La fin du faux-durable

Nicolette de Joncaire

2 minutes de lecture

L’investisseur ne veut plus être dupe des autodéclarations flatteuses. Angela de Wolff et Laurent Auchlin sur les Swiss Sustainable Funds Awards.

La durabilité, tout le monde en parle mais certains en abusent. L’auto-déclaratif ne séduit plus. L’investisseur a soif d’une approche objectivisée, indépendante de discours parfois vides de sens. Ce qu’il cherche aussi, c’est la performance: car investir dans des projets durables n’est pas faire œuvre de philanthropie. Le durable est un must qui ne signifie pas qu’on sacrifie ses revenus, surtout lorsqu’il faut payer des retraites. Comme nous l’avions vu il y a un an, lors de la première édition, la méthodologie de sélection des Swiss Sustainable Funds Awards1 permet de répondre à d’exigeants critères ESG sans compromettre le rendement et en toute objectivité. Quoi de neuf cette année? Entretien avec Angela de Wolff de Conser Invest et Laurent Auchlin d’Anglo-Swiss Advisors.

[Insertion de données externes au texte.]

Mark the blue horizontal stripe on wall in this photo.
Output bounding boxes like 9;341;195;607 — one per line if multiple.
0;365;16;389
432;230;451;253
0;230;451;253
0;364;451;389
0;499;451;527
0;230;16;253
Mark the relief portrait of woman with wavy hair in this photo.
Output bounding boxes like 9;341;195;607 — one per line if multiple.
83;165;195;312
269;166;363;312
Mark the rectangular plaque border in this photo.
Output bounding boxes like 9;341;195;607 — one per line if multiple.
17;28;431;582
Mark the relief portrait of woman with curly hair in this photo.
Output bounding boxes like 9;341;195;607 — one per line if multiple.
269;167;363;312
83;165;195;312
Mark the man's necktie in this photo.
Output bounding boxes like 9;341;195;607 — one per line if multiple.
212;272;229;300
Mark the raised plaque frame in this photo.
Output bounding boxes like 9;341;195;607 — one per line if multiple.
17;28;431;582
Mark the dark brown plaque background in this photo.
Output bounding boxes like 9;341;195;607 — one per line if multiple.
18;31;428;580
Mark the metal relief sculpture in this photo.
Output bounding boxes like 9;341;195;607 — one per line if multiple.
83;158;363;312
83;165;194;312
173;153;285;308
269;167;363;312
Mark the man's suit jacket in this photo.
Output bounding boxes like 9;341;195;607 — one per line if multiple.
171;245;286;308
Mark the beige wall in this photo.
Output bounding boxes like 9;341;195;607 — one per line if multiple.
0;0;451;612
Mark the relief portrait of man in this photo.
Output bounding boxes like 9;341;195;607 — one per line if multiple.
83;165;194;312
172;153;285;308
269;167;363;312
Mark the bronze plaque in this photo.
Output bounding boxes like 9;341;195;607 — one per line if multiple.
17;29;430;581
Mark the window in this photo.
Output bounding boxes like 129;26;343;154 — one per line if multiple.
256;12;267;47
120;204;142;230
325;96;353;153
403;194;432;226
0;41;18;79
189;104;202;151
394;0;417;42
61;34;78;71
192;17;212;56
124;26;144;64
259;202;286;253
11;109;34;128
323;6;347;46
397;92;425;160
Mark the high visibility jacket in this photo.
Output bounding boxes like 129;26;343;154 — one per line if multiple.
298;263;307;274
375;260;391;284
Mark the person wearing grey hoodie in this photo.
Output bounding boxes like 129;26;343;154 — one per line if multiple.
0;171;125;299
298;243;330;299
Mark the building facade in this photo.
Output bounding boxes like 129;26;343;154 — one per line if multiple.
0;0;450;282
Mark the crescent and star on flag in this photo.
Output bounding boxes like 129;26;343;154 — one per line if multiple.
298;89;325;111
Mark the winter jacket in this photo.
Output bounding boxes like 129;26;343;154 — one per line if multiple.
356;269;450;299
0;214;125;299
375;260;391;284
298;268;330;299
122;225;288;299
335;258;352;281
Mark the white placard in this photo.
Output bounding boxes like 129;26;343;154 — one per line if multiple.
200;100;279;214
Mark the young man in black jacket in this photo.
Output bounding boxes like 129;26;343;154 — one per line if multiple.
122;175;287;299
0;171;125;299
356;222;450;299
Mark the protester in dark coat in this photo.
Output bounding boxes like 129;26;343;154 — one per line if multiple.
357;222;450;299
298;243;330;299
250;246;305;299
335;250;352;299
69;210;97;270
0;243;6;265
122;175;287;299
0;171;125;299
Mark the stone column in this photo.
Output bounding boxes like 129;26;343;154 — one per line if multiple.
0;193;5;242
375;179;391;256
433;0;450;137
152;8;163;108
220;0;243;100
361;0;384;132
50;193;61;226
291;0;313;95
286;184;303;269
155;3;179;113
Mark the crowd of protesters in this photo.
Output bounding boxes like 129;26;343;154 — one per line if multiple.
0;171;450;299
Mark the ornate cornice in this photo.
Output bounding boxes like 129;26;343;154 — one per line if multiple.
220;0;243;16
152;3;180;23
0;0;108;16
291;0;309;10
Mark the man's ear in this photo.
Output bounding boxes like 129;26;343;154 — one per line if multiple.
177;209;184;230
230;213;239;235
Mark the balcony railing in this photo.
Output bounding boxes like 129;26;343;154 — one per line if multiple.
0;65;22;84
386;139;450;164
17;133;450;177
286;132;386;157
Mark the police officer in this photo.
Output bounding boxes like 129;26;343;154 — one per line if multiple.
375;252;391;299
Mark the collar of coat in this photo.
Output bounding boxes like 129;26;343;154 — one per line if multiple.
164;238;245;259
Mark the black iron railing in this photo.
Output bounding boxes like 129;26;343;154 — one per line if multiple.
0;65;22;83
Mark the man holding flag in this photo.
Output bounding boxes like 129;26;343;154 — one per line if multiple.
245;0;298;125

Vous nous aviez décrit votre méthode en détail dans un précédent entretien mais pouvez-vous en quelques mots nous la remémorer?

Sont d’abord classés tous les fonds enregistrés en Suisse en fonction de la surperformance vis-à-vis de leur indice sur au moins 3 ans. Nous établissons ensuite un filtre en fonction de la manière dont la société de gestion établit la durabilité selon la description des processus de gestion. Sur près de 10'000 fonds examinés au niveau financier, plus de 1000 sont ainsi passés en revue au niveau ESG et 400 retenus. Suite à ce premier filtre, nous validons la cohérence entre le processus défini et la composition effective du portefeuille. Une fiche d’analyse individuelle est ainsi établie sur 100 fonds durables à bonne performance financière.

La gestion active est plus chère – et donc moins prisée
des fonds de pension – mais pour l’instant, elle reste unique.
Tous les fonds sont donc jaugés de manière identique, sans que les sociétés en soient même averties?

Précisément. Nous n’entrons à aucun moment en contact avec les sociétés de gestion. La méthode offre ainsi une comparaison de la performance et de la durabilité des fonds en évitant tout biais.

En bout de processus, la décision finale revient toutefois au jury.

Nous mettons à la disposition du jury un tableau de bord récapitulatif de tous les fonds, sur une seule page et une fiche individuelle par fonds, analysé en fonction de son benchmark au sein de la catégorie. Le jury a d’ailleurs été sensible à la qualité de ce qui lui a été présenté.

Les investisseurs ne veulent plus être dupes de beaux discours. Ont-ils raison?

Sans aucun doute. Nous sélectionneurs entendons trop de revendications approximatives d’une «compétence historique» souvent invérifiable. Nous découvrons des sociétés de gestion qui prétendent avoir 15 ans d’expérience de l’ESG alors que nul n’avait entendu parler de leur «expertise» il y a seulement 2 ans. C’est un domaine où règne l’auto déclaratif.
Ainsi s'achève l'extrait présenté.